Vendredi 23 octobre 2009
5
23
/10
/Oct
/2009
22:48
Lors de la session consacrée au débat d’orientation budgétaire du Conseil général, les élus de la gauche
plurielle ont voté une motion adressée à François Fillon, pour l’abrogation de la loi du 28 septembre 2009, dite « loi Carle ».
Les élus des groupes nouveau centre et non inscrit
UMP et apparenté ont voté contre et votre Conseiller général, Grégory Labille est intervenu en séance pour expliquer leur vote.
Retrouvez ci-dessous le contenu de son
intervention.
Mes chers collègues, je ne vous comprends pas.

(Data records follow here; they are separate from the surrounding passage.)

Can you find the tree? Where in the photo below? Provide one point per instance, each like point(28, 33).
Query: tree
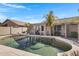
point(27, 24)
point(50, 18)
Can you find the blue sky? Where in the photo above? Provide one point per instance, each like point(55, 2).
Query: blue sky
point(34, 12)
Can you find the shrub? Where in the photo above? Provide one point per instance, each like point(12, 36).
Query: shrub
point(73, 34)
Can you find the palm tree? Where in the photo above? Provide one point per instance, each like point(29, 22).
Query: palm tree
point(50, 18)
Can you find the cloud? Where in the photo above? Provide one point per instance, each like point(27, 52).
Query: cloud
point(13, 5)
point(3, 17)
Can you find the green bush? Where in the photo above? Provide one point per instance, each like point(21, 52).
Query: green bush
point(9, 42)
point(73, 35)
point(57, 33)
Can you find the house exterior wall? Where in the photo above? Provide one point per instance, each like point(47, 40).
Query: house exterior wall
point(72, 28)
point(14, 30)
point(9, 23)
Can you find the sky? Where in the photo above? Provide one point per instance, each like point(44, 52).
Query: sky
point(35, 12)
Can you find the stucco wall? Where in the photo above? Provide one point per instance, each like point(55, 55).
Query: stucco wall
point(4, 30)
point(14, 30)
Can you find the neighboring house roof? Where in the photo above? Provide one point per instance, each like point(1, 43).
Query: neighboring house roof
point(73, 20)
point(15, 22)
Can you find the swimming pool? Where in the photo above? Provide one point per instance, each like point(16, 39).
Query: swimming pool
point(41, 46)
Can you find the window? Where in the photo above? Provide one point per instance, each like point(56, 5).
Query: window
point(42, 28)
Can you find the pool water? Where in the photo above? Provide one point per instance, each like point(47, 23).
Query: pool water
point(43, 49)
point(37, 47)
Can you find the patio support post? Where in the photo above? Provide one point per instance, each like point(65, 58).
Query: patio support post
point(34, 30)
point(44, 30)
point(78, 32)
point(65, 33)
point(40, 29)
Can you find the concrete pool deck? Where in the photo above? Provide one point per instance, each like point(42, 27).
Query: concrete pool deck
point(8, 51)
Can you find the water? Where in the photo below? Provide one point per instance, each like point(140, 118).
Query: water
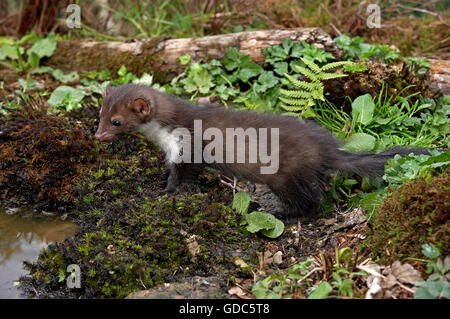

Vous, mes collègues enseignants avez vous bien lu cette loi Carle. Si vous l’avez lu,
l’avez vous bien comprise ? Avez vous conscience qu’il s’agit d’une avancée par rapport aux revendications des maires ruraux.
Je voudrais tout d’abord vous rappeler que la participation des communes au fonctionnement des écoles privées date de 1959 et non
pas de 2004. Ce n’est donc pas sur le principe de cette participation qu’il est question. Sinon, la gauche, qui a eu le pouvoir en France de 1981 à 1986, de 1988 à 1993 et de 1997 à 2002, c’est à
dire 15 années, la gauche avait largement le temps de corriger cet article de 1959.
Ce dont il est question, ce sont les modalités d’application.
Je voudrais vous rappeler le contenu de l’amendement déposé en juin 2004 par un de vos amis socialistes et républicain Michel Charasse un amendement qui mérite le détour. Et pour cause : il modifiait l’article
89 du texte “sur le calcul des contributions des communes aux dépenses obligatoires concernant les classes des écoles privées”. Avant cet amendement,
le système prévoyait l’obligation pour toutes les communes d’attribuer à chacune des écoles situées sur son territoire un “forfait communal” d’un montant compris entre 800 et 1500 euros par
élève. En revanche, une scolarisation de l’enfant hors de sa commune d’origine n’ouvrait droit à ce même forfait que s’il avait choisi l’école publique. Or, avec l’amendement Charasse, des
communes doivent aujourd’hui aussi verser leur obole aux écoles privées situées à l’extérieur de leur territoire, mais qui accueillent certains chérubins “délocalisés”.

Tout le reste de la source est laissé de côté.